Despite the occasion and the great success of the afternoon reception, the concert in the evening was not so well attended as previously. The ways of the public are sometimes incalculable, and it was extremely painful to me to have to present Dr Joachim with a hall only two-thirds filled. The incident, however, afforded me a glimpse of “the man” Joachim, to whom Professor Niecks had referred and of proving that he, like Liszt and Brahms, had not only genius, but a human heart. When I handed him his cheque after the concert he declined to accept the agreed sum, saying in a friendly way, “No, you cannot possibly cover expenses for this concert; we do not want you to lose, and so we have decided to meet you by accepting a smaller fee,” and in naming the sum he went so far as to say that he would be content with less still but for their own expenses. As it was they made a considerable reduction, and I make a point of mentioning the fact because in the many years of my association with artists it was the first time that any of them, realising the position, though I had not betrayed it, had offered to accept less than our arrangement, of their own accord. True, many of them treated me as a colleague in the making of terms, knowing my enterprise to be purely artistic, but once an agreement had been reached, it was strictly adhered to.

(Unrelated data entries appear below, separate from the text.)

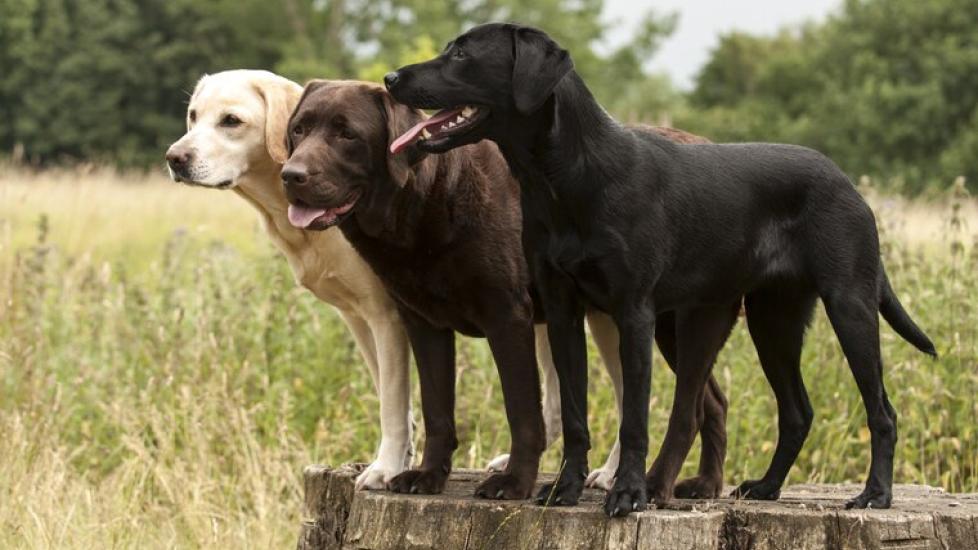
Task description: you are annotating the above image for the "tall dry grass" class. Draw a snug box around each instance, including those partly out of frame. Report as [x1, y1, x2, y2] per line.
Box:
[0, 168, 978, 548]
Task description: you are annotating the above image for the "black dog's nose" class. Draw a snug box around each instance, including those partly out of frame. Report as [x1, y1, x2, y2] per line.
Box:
[282, 165, 309, 185]
[166, 148, 191, 170]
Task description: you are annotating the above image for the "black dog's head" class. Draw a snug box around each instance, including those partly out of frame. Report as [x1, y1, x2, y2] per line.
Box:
[282, 80, 423, 230]
[384, 23, 574, 154]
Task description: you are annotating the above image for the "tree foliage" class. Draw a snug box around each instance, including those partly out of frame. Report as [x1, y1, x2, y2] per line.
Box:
[0, 0, 978, 192]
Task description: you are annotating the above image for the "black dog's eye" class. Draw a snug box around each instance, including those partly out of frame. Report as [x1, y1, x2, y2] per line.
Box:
[221, 115, 241, 128]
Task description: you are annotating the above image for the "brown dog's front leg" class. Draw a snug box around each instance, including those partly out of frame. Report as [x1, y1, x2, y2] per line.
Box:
[475, 304, 546, 499]
[390, 308, 458, 495]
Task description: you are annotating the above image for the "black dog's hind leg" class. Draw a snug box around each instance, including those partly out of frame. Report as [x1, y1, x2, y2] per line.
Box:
[655, 310, 740, 498]
[604, 307, 656, 517]
[389, 308, 458, 494]
[732, 288, 817, 500]
[537, 275, 588, 506]
[646, 307, 737, 503]
[823, 292, 897, 508]
[475, 295, 546, 499]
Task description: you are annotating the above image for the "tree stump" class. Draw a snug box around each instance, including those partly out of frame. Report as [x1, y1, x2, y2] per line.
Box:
[298, 466, 978, 550]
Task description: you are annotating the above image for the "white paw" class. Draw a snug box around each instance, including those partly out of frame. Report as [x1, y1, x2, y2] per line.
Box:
[584, 468, 615, 491]
[354, 462, 404, 491]
[486, 454, 509, 472]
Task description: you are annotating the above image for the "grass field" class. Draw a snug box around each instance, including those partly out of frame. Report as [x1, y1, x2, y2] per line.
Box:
[0, 167, 978, 548]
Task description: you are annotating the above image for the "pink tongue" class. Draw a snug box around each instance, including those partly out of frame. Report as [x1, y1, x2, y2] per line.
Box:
[289, 204, 326, 229]
[390, 109, 462, 155]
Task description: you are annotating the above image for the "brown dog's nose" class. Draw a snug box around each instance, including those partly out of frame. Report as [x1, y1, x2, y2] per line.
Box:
[166, 147, 191, 170]
[282, 164, 309, 185]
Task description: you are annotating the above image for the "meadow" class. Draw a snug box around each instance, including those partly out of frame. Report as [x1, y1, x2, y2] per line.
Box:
[0, 166, 978, 548]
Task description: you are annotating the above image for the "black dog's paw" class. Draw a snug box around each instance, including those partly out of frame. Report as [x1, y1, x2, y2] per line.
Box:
[672, 476, 723, 498]
[604, 471, 649, 518]
[388, 470, 448, 495]
[846, 487, 893, 510]
[475, 473, 533, 500]
[730, 479, 781, 500]
[537, 466, 587, 506]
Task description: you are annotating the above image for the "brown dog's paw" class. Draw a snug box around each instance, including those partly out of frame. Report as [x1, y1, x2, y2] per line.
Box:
[388, 470, 448, 495]
[475, 473, 533, 500]
[672, 476, 723, 498]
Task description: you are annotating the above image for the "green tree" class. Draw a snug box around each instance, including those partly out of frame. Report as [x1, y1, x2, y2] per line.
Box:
[677, 0, 978, 191]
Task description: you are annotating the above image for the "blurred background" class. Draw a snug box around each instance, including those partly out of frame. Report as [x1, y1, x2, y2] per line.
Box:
[0, 0, 978, 192]
[0, 0, 978, 548]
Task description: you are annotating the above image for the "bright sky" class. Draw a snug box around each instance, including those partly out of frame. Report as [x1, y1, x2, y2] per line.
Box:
[605, 0, 842, 89]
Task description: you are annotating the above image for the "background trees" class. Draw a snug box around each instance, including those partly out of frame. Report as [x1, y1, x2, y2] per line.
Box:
[0, 0, 978, 191]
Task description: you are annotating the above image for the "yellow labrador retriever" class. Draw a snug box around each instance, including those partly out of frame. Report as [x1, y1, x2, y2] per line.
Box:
[166, 70, 621, 489]
[166, 70, 413, 489]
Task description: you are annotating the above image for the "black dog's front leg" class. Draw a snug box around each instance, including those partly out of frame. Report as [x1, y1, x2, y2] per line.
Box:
[604, 307, 655, 517]
[537, 276, 591, 506]
[475, 300, 546, 499]
[390, 308, 458, 494]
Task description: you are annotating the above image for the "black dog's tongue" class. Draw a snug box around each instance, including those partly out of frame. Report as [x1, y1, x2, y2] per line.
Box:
[390, 107, 463, 155]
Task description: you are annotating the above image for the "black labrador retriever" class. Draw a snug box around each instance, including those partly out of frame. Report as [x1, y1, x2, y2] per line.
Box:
[385, 23, 935, 516]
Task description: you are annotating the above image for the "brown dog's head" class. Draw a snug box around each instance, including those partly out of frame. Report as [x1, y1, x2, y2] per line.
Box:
[282, 80, 423, 230]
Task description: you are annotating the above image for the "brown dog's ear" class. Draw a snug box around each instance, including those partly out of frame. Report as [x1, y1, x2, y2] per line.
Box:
[513, 27, 574, 115]
[255, 78, 301, 164]
[377, 89, 425, 187]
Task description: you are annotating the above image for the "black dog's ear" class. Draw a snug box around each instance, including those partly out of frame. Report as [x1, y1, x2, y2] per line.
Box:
[513, 27, 574, 115]
[285, 80, 332, 155]
[377, 89, 425, 187]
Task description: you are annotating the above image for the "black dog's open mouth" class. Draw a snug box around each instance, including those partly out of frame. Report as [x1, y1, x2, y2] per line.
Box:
[390, 105, 489, 155]
[289, 193, 360, 231]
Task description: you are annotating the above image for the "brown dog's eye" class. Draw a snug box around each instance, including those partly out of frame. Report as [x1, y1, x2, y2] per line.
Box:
[221, 115, 241, 128]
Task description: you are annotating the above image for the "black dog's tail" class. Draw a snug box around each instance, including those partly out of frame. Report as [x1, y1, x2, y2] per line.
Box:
[880, 266, 937, 357]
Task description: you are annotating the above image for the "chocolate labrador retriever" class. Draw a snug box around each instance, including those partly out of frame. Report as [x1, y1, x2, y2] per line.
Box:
[385, 23, 934, 516]
[274, 81, 726, 504]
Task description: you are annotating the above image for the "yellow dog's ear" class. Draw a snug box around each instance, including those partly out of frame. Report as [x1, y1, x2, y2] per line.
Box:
[377, 89, 425, 187]
[255, 78, 302, 164]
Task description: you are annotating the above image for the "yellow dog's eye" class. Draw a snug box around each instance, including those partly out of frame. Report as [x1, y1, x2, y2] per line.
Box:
[221, 115, 241, 128]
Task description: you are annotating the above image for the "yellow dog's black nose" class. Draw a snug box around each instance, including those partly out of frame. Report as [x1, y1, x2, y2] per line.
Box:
[166, 147, 192, 170]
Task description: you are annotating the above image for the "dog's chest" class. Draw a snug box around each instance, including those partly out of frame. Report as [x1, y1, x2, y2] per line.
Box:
[360, 247, 483, 336]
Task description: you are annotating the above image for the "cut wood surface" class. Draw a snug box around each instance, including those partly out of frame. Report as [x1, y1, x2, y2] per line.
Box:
[298, 466, 978, 550]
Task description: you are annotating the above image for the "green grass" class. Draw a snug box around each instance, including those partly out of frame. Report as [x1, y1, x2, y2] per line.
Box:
[0, 168, 978, 548]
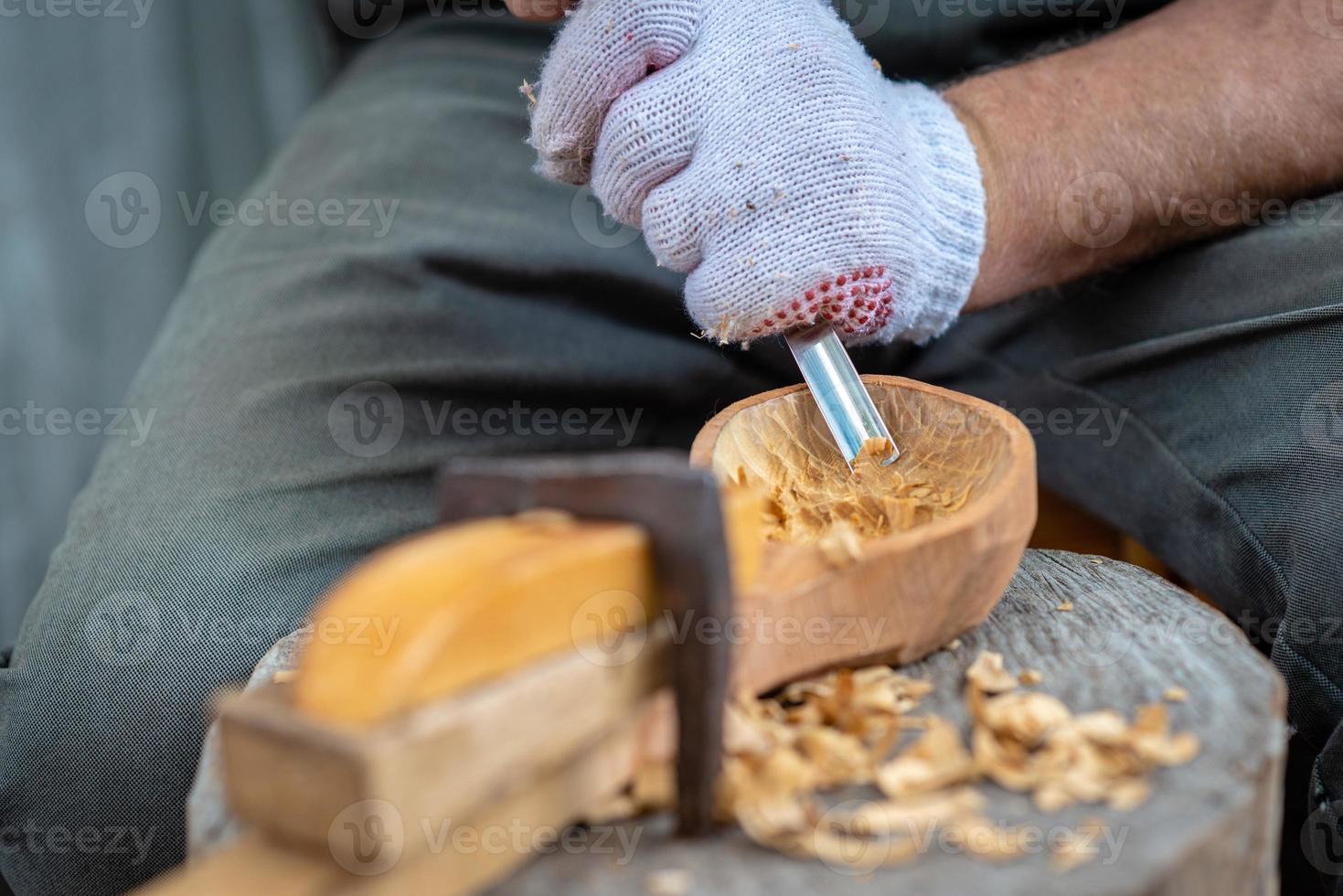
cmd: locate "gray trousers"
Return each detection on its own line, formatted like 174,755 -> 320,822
0,8 -> 1343,896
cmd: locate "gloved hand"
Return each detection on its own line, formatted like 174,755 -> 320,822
530,0 -> 985,343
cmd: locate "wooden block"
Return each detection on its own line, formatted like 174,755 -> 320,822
219,629 -> 674,849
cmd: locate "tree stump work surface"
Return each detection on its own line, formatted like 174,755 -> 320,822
493,550 -> 1286,896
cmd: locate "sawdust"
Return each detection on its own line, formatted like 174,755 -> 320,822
644,868 -> 694,896
712,386 -> 1007,544
730,451 -> 970,542
598,652 -> 1199,872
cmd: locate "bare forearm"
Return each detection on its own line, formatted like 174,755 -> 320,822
947,0 -> 1343,307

After this concert I was Dr Joachim’s guest at dinner, at which were also Halir, Wirth, and Hausmann; also Professor Niecks, whom Joachim and I both knew intimately. “En petit commité,” we passed a most pleasant evening, separating only after midnight. It was Dr Joachim’s last evening in Edinburgh. He left the next morning never to return. Three years later, on August 15, 1907, the musical world was shocked with the announcement of his death, and the loss of one of the greatest violinists that ever lived.